Die juristische Grundlage für Burgstallers Pläne bietet der § 97 Strafgesetzbuch, allgemein bekannt als "Fristenlösung". Dieser besagt, dass ein Schwangerschaftsabbruch, innerhalb der Frist von drei Monaten nach Beginn der Schwangerschaft durchgeführt, straffrei bleibt. Rechtsanspruch auf Abtreibung erwächst daraus keiner - es ist lediglich freigestellt, einen solchen Eingriff vorzunehmen. Für die Spitalsträger (Bundesspitäler, Landesspitäler, Gemeindespitäler und Privatspitäler) ergibt sich daraus eine Kann-Bestimmung: Das Drurchführen von Abtreibungen ist Ermessenssache - so auch in Salzburg.

Abtreibungstourismus von Westen nach Osten

Zurzeit konzentrieren sich die 33 Krankenanstalten, in denen Abtreibungen vorgenommen werden, auf den Osten des Landes. Dabei ist die Steiermark führend, wo in 19 der 20 Landesspitäler Abtreibungen durchgeführt werden. Es folgen Wien mit sechs Krankenanstalten, Niederösterreich mit vier, Kärnten mit drei und Oberösterreich mit einer (siehe Grafik). In Tirol, Salzburg, Vorarlberg und dem Burgenland sind Schwangerschaftsabbrüche ausschließlich in privaten Krankenanstalten möglich. Wollen Frauen den Eingriff etwa aus Kostengünden von öffentlicher Hand durchführen lassen, müssen sie in ein anderes Bundesland ausweichen.

"Wer abtreiben möchte, findet sicher eine Möglichkeit"

Alexandra Bösch-Kemtner vom Ambulatorium für Schwangerenhilfe am Wiener Fleischmarkt verortet die Probleme ebendort. In Österreich fehlen ausreichende Regelungen, man brauche mehr Beratungsstellen und öffentliche Einrichtungen, die Abtreibungen durchführen. "Keiner kümmert sich wirklich um die Frauen", lautet der Vorwurf.

Helene Polaczek von "Aktion Leben" hingegen sieht den Zugang zu Abtreibung als ausreichend gewährleistet.
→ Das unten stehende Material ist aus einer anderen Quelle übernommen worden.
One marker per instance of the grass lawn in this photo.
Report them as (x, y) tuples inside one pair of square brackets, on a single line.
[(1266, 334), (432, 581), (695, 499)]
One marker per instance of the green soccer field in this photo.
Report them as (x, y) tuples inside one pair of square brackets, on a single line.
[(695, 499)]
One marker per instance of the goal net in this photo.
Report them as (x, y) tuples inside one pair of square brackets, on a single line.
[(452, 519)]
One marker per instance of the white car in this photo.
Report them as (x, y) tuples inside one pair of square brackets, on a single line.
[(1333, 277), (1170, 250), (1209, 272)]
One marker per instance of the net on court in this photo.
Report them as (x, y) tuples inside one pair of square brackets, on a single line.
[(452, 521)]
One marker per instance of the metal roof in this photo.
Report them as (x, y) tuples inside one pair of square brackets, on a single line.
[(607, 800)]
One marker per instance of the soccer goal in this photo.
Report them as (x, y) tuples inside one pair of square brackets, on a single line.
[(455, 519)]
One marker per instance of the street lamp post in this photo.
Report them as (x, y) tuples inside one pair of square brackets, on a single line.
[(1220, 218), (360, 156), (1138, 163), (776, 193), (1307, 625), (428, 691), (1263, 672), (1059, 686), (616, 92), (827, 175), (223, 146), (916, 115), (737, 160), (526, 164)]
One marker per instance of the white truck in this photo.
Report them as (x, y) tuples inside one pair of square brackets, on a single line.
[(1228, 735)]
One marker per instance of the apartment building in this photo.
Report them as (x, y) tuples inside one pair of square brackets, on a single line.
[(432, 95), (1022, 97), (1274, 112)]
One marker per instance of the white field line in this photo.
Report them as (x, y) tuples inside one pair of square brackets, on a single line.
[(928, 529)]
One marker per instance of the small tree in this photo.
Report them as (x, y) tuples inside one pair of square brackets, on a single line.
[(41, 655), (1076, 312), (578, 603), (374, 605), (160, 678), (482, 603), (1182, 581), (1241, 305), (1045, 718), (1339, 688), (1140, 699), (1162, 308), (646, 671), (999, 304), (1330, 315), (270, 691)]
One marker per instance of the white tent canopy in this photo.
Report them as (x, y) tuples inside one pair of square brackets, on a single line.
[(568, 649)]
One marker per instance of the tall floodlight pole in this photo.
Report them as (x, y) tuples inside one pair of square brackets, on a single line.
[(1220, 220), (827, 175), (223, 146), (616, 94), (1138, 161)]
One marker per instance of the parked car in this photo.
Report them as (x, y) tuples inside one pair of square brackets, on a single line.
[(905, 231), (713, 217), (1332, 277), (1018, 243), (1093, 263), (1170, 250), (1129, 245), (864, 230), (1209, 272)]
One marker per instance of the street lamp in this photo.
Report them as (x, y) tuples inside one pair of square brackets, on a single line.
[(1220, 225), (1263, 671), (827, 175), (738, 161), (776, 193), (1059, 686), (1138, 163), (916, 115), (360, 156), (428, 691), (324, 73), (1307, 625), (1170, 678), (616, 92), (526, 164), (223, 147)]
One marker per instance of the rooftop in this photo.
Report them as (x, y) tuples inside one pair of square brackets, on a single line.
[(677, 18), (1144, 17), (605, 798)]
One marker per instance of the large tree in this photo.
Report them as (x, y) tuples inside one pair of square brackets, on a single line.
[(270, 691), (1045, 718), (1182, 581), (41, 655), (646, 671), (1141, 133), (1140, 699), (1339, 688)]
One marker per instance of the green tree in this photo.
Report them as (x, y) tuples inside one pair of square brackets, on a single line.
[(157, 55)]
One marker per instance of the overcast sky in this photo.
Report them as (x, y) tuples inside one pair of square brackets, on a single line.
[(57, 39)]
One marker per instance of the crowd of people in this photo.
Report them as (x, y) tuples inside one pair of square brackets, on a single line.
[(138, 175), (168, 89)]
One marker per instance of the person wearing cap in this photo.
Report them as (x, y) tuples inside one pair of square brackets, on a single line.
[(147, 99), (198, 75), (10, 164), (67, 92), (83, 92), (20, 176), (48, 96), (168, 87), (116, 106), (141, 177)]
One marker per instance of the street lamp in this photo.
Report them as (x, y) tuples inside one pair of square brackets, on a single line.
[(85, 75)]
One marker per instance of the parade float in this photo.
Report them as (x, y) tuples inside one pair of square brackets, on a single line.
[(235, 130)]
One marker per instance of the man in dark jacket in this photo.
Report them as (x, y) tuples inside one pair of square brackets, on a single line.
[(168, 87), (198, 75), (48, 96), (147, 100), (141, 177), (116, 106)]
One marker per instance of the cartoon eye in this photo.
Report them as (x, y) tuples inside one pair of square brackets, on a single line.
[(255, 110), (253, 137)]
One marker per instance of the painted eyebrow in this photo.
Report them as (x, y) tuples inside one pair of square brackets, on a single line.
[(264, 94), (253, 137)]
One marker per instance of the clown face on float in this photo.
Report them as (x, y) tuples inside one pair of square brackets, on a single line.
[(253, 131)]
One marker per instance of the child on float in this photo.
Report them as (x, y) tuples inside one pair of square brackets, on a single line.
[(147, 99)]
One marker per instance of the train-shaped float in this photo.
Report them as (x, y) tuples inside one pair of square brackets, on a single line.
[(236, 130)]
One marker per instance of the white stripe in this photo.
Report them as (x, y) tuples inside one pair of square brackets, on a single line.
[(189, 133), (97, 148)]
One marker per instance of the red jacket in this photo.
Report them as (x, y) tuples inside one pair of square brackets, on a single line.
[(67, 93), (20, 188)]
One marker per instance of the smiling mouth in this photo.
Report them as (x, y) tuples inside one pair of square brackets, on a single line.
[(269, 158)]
Über finanzielle Hürden zu sprechen, sei der falsche Zugang, da Abtreibungen prinzipiell vermieden werden müssen. "Abtreibungen dürfen nicht von öffentlicher Hand finanziert werden", meint Polaczek.

Dass ihre Partei eine ähnliche Position vertritt, kritisiert eine junge ÖVP-Aktivistin aus Salzburg: "Abtreibungen werden somit zum Privileg der Reichen, die sich eine private Klinik leisten können." Öffentliche Schwangerschaftsabbrüche zu verurteilen, private aber zu befürworten, das gehe selbst ihr zu weit.